最後のTT-F1ベース車両“L型”が登場、ついに優勝へ[1993]

[1993/2 ZXR750[L]・公道市販モデル]ラムエアインテークをカウル左側に配置。国内版R仕様は翌’94年発売(海外は’93)。
[1993 ZXR-7・ワークス8耐レーサー]参戦7年目、TT-F1ラストイヤーに悲願の8耐制覇を果たした。

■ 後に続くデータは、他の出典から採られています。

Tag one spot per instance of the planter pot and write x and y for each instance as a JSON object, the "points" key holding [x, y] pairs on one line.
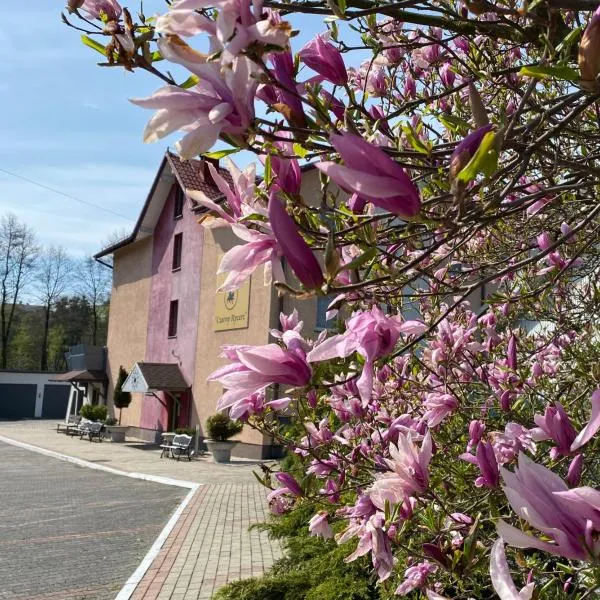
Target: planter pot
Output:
{"points": [[221, 451], [117, 432]]}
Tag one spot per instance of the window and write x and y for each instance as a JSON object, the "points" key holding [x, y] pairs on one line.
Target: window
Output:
{"points": [[178, 206], [322, 321], [173, 312], [177, 245]]}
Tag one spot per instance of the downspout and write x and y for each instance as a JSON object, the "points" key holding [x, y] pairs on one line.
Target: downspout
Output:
{"points": [[108, 265]]}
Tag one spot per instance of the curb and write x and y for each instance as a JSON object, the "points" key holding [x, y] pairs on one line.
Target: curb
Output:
{"points": [[130, 585]]}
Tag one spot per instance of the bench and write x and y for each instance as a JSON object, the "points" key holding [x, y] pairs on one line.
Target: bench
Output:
{"points": [[72, 423], [95, 431], [180, 445], [78, 430]]}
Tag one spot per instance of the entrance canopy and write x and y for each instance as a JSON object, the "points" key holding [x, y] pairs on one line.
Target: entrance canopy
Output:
{"points": [[82, 377], [155, 377]]}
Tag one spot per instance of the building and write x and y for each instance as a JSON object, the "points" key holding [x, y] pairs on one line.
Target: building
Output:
{"points": [[167, 321]]}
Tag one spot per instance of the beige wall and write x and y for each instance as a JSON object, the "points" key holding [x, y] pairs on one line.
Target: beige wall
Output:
{"points": [[209, 342], [128, 319]]}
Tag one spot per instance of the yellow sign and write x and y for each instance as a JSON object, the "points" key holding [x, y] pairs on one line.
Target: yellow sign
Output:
{"points": [[231, 308]]}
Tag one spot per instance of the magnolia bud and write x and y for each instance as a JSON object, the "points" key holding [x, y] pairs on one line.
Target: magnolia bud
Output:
{"points": [[589, 54], [73, 5]]}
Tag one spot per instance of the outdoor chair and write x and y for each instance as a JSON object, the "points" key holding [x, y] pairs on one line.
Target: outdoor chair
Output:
{"points": [[95, 431], [78, 430], [181, 445], [72, 423]]}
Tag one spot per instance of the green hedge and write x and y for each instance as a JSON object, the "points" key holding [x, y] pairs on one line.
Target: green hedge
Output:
{"points": [[312, 568]]}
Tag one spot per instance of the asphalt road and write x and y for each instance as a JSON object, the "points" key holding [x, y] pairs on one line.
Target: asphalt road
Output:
{"points": [[68, 532]]}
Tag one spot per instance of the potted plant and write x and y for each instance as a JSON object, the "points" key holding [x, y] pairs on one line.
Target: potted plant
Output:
{"points": [[121, 400], [220, 428]]}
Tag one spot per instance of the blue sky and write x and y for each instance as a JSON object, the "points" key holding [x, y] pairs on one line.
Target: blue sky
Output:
{"points": [[67, 123]]}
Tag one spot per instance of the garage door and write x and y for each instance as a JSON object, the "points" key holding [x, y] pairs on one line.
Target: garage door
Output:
{"points": [[17, 400], [56, 398]]}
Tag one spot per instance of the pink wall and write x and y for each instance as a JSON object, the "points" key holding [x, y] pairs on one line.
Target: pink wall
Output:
{"points": [[182, 285]]}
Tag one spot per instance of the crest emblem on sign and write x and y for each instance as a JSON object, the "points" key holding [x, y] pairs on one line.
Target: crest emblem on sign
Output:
{"points": [[231, 299]]}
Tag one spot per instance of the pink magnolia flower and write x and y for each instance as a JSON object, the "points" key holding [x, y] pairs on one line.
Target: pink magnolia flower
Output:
{"points": [[286, 168], [324, 58], [253, 404], [410, 87], [333, 104], [590, 430], [485, 459], [569, 518], [500, 576], [466, 149], [447, 75], [369, 172], [544, 241], [373, 539], [408, 473], [253, 368], [184, 22], [239, 23], [293, 247], [589, 60], [319, 526], [94, 8], [289, 482], [511, 354], [284, 92], [575, 470], [372, 334], [219, 103], [555, 425], [240, 197], [438, 406], [415, 577], [241, 261]]}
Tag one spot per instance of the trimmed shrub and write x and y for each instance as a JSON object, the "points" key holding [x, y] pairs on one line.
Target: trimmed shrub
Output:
{"points": [[220, 427], [97, 412]]}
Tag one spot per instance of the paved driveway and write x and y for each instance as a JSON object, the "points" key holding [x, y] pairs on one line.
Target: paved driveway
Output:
{"points": [[68, 532]]}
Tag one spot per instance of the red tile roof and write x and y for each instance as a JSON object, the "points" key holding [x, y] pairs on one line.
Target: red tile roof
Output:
{"points": [[194, 175], [191, 175]]}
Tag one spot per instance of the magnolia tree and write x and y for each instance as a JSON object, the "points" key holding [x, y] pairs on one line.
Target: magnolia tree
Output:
{"points": [[449, 426]]}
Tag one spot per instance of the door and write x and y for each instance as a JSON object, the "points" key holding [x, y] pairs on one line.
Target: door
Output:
{"points": [[17, 400], [56, 398]]}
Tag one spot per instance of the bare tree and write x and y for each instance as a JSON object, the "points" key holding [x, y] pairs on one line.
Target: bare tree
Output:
{"points": [[18, 254], [94, 285], [52, 282]]}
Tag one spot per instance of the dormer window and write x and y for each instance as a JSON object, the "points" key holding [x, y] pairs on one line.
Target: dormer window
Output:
{"points": [[178, 206]]}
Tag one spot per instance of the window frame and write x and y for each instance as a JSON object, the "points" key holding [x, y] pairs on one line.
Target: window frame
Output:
{"points": [[173, 319], [177, 252], [178, 203]]}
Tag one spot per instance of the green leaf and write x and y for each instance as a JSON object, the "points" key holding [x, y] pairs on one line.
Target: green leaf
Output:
{"points": [[300, 151], [361, 260], [555, 72], [485, 160], [93, 44], [569, 39], [191, 81], [414, 141], [455, 124], [219, 154], [268, 176]]}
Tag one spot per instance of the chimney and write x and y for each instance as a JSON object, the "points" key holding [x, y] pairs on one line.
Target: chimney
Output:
{"points": [[204, 171]]}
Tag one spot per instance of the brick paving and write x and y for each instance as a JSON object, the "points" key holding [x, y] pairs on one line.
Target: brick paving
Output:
{"points": [[210, 544], [72, 532]]}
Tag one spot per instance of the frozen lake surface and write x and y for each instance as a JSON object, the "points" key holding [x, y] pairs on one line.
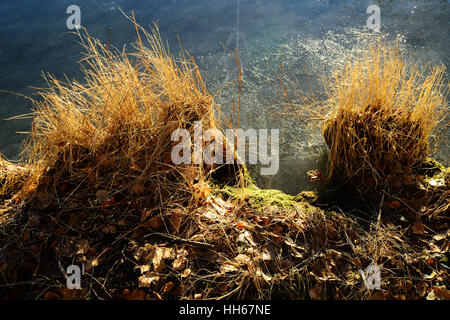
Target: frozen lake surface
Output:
{"points": [[314, 34]]}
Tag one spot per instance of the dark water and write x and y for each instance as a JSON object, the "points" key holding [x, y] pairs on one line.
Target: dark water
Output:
{"points": [[315, 34]]}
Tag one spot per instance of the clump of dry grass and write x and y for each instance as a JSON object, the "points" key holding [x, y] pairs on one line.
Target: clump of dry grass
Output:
{"points": [[379, 114], [113, 131], [12, 178]]}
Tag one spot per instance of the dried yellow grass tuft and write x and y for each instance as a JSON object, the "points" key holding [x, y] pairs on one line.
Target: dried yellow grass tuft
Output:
{"points": [[113, 131], [379, 114]]}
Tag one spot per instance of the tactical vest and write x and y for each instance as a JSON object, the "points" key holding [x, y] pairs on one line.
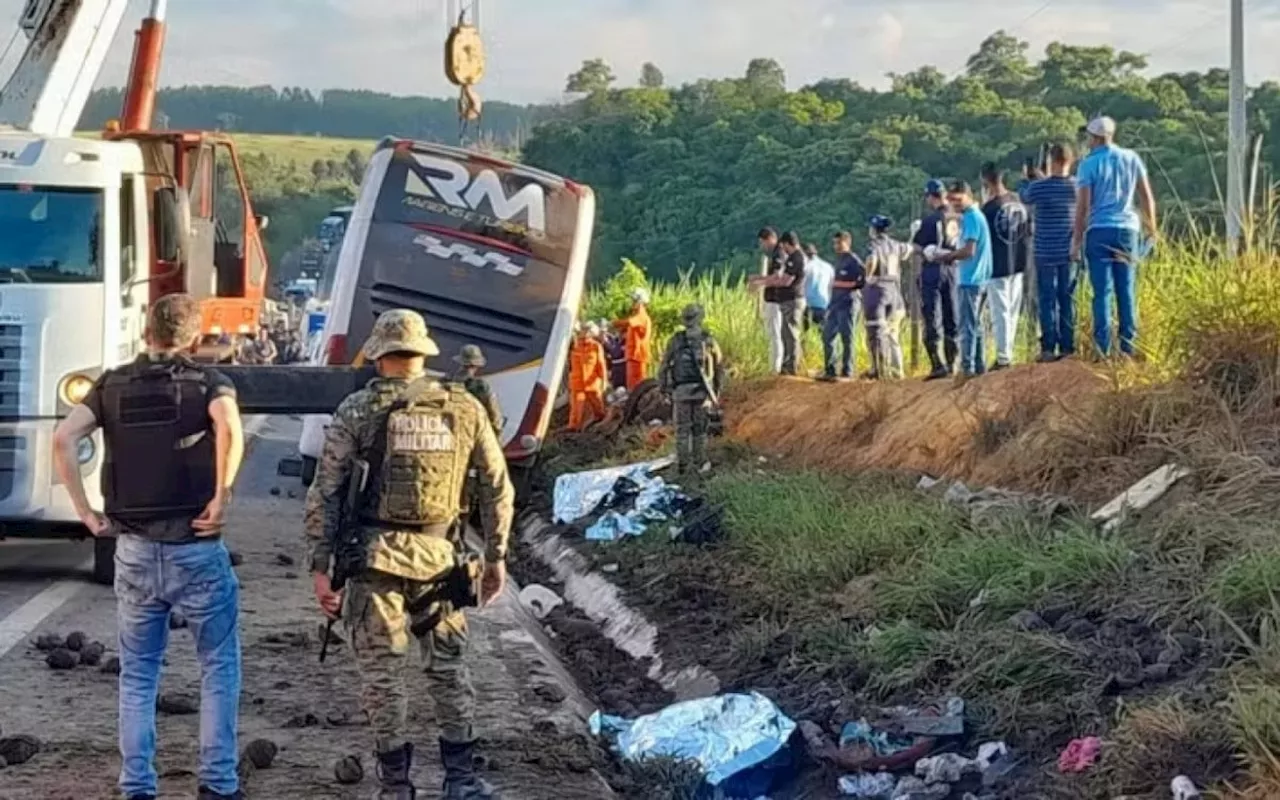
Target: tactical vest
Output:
{"points": [[160, 461], [425, 452], [691, 360]]}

難波江行宏のマニア流チェック「ラテンのノリか? 謎の“魔改造”」

カワサキのファクトリーマシン・ZXR-7が注目を浴びた’87年の8耐に、ある意味対照的なマシンがエントラントしていた。1台はゴディエ・ジュヌー/パフォーマンス社を擁するフランスカワサキのGPX750R、ゼッケン#9。もう1台はビモータジャパンのKB750・#18。

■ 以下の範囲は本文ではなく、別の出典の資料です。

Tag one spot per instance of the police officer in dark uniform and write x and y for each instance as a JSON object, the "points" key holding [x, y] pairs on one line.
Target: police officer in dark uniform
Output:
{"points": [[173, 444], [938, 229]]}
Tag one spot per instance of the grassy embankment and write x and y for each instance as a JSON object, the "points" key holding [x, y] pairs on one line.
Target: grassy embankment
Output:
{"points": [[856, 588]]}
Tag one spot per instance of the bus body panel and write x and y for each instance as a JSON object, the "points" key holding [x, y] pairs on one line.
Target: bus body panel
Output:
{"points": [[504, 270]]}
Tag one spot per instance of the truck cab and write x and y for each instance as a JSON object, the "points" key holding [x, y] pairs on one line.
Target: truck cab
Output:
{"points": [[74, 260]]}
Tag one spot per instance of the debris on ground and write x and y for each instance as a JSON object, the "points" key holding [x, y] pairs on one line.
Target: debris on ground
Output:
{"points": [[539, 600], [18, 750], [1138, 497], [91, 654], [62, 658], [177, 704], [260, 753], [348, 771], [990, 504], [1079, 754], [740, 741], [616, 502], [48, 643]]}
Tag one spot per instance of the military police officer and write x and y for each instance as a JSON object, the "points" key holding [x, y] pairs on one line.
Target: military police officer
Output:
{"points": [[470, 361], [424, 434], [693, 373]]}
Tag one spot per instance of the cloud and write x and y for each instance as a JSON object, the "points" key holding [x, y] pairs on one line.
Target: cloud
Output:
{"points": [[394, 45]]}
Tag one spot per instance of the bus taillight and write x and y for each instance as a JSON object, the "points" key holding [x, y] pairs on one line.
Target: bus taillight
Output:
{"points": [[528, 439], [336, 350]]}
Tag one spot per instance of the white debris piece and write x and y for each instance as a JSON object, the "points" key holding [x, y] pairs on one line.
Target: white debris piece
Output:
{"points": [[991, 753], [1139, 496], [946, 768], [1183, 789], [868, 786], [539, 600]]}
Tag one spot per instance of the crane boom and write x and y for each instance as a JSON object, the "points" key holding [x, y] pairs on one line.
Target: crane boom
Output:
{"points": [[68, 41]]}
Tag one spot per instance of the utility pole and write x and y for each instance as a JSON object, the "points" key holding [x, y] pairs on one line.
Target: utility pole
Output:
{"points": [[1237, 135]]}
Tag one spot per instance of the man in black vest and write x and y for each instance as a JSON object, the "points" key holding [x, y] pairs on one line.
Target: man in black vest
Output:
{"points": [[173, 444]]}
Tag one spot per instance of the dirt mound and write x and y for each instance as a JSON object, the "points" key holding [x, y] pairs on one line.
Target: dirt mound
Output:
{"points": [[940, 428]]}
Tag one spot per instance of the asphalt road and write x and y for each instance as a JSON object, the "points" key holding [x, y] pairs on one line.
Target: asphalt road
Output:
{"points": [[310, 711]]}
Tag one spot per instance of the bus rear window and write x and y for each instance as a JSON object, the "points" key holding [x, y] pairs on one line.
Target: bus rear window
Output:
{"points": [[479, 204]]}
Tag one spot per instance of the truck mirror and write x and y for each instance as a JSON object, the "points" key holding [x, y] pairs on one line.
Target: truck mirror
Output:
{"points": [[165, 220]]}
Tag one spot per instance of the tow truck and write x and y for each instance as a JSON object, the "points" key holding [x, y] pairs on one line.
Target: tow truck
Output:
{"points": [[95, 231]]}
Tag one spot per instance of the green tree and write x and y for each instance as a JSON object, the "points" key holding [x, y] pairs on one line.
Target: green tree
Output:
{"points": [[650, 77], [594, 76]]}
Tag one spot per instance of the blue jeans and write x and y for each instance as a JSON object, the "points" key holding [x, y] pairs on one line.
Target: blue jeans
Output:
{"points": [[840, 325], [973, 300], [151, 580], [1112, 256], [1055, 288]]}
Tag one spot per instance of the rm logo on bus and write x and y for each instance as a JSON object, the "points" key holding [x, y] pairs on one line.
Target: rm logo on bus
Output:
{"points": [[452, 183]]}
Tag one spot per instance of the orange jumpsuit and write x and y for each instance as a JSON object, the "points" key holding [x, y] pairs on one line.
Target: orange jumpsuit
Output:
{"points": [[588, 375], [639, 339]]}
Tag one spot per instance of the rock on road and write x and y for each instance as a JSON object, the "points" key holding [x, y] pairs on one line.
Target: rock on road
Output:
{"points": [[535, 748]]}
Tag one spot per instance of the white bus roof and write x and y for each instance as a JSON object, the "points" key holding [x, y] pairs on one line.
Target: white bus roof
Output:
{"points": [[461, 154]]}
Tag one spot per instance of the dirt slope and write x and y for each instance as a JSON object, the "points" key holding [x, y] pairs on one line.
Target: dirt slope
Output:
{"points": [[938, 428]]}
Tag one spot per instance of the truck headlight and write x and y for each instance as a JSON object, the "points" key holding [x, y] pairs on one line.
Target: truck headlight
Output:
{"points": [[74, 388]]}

フランスカワサキのGPXは同社のオリジナルレーサーで、フレームの一部にノーマルを使用した分割構造を採用。KB750は当時のビモータジャパンが製作したレーサーで、ビモータシャーシにGPXエンジンをスワップ。

ノーマル改造とイタリアの匠を用いた、言わば”魔改造”の2台だが、ワークス勢が脱落する中、#9=ピエール・エティエ・サミン/ティエリー・クライン組がカワサキ最上位の5位、#18=佐藤順三/デイル・クォーター組が22位という結果を残している。

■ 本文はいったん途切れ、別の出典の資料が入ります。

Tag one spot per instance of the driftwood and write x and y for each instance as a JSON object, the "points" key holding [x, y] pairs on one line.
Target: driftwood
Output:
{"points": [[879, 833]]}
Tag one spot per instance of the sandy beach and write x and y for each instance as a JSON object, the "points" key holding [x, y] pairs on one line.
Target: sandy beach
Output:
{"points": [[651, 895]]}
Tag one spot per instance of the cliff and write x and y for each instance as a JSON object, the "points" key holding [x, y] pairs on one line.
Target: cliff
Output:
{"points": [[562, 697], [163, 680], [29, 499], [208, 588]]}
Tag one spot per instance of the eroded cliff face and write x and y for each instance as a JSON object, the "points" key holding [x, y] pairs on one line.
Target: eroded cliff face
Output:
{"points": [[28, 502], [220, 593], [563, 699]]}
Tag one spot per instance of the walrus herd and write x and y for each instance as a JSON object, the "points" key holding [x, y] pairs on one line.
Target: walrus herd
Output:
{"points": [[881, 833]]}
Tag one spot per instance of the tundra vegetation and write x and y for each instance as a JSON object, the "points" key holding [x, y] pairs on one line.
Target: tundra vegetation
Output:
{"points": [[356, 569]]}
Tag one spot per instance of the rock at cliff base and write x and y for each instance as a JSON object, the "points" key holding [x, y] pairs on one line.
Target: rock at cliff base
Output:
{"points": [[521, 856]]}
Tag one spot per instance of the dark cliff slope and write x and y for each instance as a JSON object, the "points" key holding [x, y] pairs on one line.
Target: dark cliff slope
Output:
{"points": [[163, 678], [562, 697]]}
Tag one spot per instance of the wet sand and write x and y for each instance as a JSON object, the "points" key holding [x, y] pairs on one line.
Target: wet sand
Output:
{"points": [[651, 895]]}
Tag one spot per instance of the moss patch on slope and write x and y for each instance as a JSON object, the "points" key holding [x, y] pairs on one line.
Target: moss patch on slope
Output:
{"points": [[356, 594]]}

TEAM BIMOTA JAPAN KB750(1987)
TEAM KAWASAKI FRANCE GPX750R(1989)ノーマルフレームを流用し、アルミフレームをボルトオンしたカワサキフランス独自の構成。いち早く採用した倒立フォークはホワイトパワー製のクイックリリースタイプ、リヤも同社製。ブレーキはロッキード、キャブはケーヒンのマグネシウム製。ル・マン4位、鈴鹿5位でGPXの可能性を示した。